Par cette requête et un mémoire, enregistrés les 16 et 17 octobre 2025, Mme B... A..., doit être regardée comme demandant au tribunal :
1°) d’annuler la décision du 27 janvier 2025 par laquelle l’Ambassade de France aux Comores lui a refusé de renouveler le passeport de sa fille ;
2°) d’enjoindre au ministère de l’Europe et des Affaires étrangères de renouveler le passeport français de sa fille.
Vu les autres pièces du dossier.
Vu le code de justice administrative.
Considérant ce qui suit
1. Aux termes de l'article R. 222-1 du code de justice administrative : « Les présidents de tribunal administratif (...) et les présidents de formation de jugement des tribunaux (...) peuvent, par ordonnance : / (…) 4º Rejeter les requêtes manifestement irrecevables, lorsque la juridiction n'est pas tenue d'inviter leur auteur à les régulariser ou qu’elles n’ont pas été régularisées à l’expiration du délai imparti par une demande en ce sens (…) ». Aux termes de l’article R. 612-1 du même code : « Lorsque des conclusions sont entachées d’une irrecevabilité susceptible d’être couverte après l’expiration du délai de recours, la juridiction ne peut les rejeter en relevant d’office cette irrecevabilité qu’après avoir invité leur auteur à les régulariser. (…) La demande de régularisation mentionne que, à défaut de régularisation, les conclusions pourront être rejetées comme irrecevables dès l’expiration du délai imparti qui, sauf urgence, ne peut être inférieur à quinze jours. La demande de régularisation tient lieu de l’information prévue à l’article R. 611-7 ». Aux termes de l’article R. 611-8-6 du même code : « Les parties sont réputées avoir reçu la communication ou la notification à la date de première consultation du document qui leur a été adressé par voie électronique, certifiée par l'accusé de réception délivré par l'application informatique, ou, à défaut de consultation dans un délai de deux jours ouvrés à compter de la date de mise à disposition du document dans l'application, à l'issue de ce délai (…) ».

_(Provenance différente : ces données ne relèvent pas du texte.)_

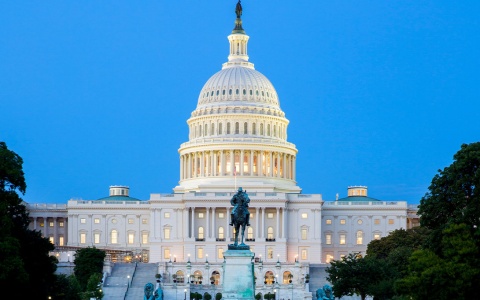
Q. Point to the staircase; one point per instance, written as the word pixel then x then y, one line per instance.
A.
pixel 119 286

2. Aux termes de l’article R. 431-8 du code de justice administrative : « Les parties non représentées devant un tribunal administratif par un avocat ou un avocat au Conseil d'Etat et à la Cour de cassation qui ont leur résidence en dehors du territoire de la République et en dehors de l'Union européenne, de l'Espace économique européen ou de la Suisse doivent faire élection de domicile sur l'un de ces territoires ».
3. La requête de Mme A..., qui réside dans l’Union des Comores et utilise le service Télérecours citoyen, n’était pas accompagnée de son élection de domicile dans un des territoires visés par les dispositions de l’article R. 431-8 du code de justice administrative. En conséquence, la requérante a été invitée par une lettre mise à sa disposition par le biais du service Télérecours citoyen le 17 octobre 2025, dont elle a accusé réception le jour même, à régulariser sa requête dans un délai d’un mois. A la date de la présente ordonnance, Mme A... n’a pas donné suite à cette demande et a indiqué que l’adresse mentionnée dans sa requête initiale, à Nîmes, était « une erreur faite par ignorance ». Dès lors, les conclusions de sa requête sont entachées d’une irrecevabilité manifeste et il y a lieu de les rejeter, par application des dispositions précitées du 4° de l’article R. 222-1 du code de justice administrative.
O R D O N N E :
Article 1er : La requête n°2504346 de Mme A... est rejetée.
Article 2 : La présente ordonnance sera notifiée à Mme B... A....
Fait à Nîmes, le 4 novembre 2025 .
Le président de la 3ème chambre,
P. PERETTI
La République mande et ordonne au ministre de l’Europe et des affaires étrangères en ce qui le concerne ou à tous commissaires de justice à ce requis en ce qui concerne les voies de droit commun contre les parties privées, de pourvoir à l’exécution de la présente décision.